La demande d’avions cargo
La demande d’avions cargo se décompose en 970 appareils monocouloirs et 1 500 gros porteurs.
Le besoin de 2 470 appareils en avions cargo se décompose en 940 avions neufs et 1 530 conversions d’appareils passagers d’occasion.
Flotte début 2024 | + livraisons new | + conversions | - retraits | Flotte fin 2043 | |
---|---|---|---|---|---|
Fuselage étroit |
|
| +970 |
|
|
Fuselage large |
| + 940 | +560 | ||
2 200 | + 940 | +1 530 | -1 330 | 3 360 |
Livraisons par zones
Le marché chinois représente 22% des livraisons.
Le seul marché Asiatique, y compris la Chine, totalise près de la moitié du marché mondial (46%).
GMF 2024 vs GMF 2022 et 2023
GMF 2024 prévoit plus de livraisons et plus de retraits que les deux GMF précédents.
La flotte d’avions passagers en début et en fin de période du GMF 2024 est en augmentation.
Alors que la flotte de début du GMF 2024 est celle de fin 2023.
En résumé
Trafic aérien
Forte croissance du trafic aérien sur la période 2024-2027 avant de renouer globalement avec les tendances et le rythme d'avant Covid.
Livraisons
En progression sur les précédentes prévisions.
Le segment des Fuselage étroit est le marché le plus dynamique, il représente environ les 4/5 des livraisons en nombre d’appareils.
Nous soulignons quelques changements fondamentaux dans ce GMF d’Airbus :
■ Une réécriture des prévisions antérieures du GMF 2020 forecast qu’Airbus raccroche à la courbe réalisée depuis, ce que nous ne nous expliquons pas et semble un peu particulier sur le plan méthodologique,
■ Un changement de paradigme, Airbus reconnait que le marché perdu pendant la crise est récupéré après celle-ci ; ce que nous applaudissons, car c’est ce que nous constatons après chaque crise et que nous affirmons depuis plus de 20 ans.

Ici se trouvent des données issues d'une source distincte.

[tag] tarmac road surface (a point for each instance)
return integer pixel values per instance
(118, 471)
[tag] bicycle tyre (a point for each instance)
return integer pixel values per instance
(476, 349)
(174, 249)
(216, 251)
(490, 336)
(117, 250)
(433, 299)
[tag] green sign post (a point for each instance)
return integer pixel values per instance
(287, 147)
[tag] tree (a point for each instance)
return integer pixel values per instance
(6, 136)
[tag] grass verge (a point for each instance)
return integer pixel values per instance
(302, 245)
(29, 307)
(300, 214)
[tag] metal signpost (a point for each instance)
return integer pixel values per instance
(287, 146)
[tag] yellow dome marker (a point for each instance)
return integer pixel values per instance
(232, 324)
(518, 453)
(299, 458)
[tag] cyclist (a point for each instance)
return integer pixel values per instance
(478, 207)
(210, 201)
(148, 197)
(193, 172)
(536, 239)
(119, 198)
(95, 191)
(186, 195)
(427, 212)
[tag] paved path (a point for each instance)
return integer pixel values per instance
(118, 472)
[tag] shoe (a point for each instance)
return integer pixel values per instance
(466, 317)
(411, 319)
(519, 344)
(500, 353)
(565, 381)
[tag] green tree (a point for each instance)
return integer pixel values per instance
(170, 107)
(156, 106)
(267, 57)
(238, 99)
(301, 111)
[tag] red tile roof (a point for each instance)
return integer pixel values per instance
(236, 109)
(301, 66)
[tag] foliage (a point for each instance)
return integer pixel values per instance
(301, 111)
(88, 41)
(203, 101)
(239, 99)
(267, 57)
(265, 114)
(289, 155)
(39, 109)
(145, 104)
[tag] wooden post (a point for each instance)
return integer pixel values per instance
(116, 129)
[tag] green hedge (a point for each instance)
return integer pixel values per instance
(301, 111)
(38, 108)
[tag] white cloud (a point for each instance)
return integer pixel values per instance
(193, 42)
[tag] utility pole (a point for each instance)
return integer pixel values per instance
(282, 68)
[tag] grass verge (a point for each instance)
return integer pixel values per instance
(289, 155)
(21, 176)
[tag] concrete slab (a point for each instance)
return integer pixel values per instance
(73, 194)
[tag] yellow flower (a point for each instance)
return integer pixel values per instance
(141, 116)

Cependant nous constatons que cette reprise n’a pas été réellement anticipée et que la montée en cadence n’est pas au rendez-vous, même si ceci n’est pas de la seule responsabilité d’Airbus et concerne toute la chaine de production dans un contexte où, de son côté, Boeing est encore plus à la traine.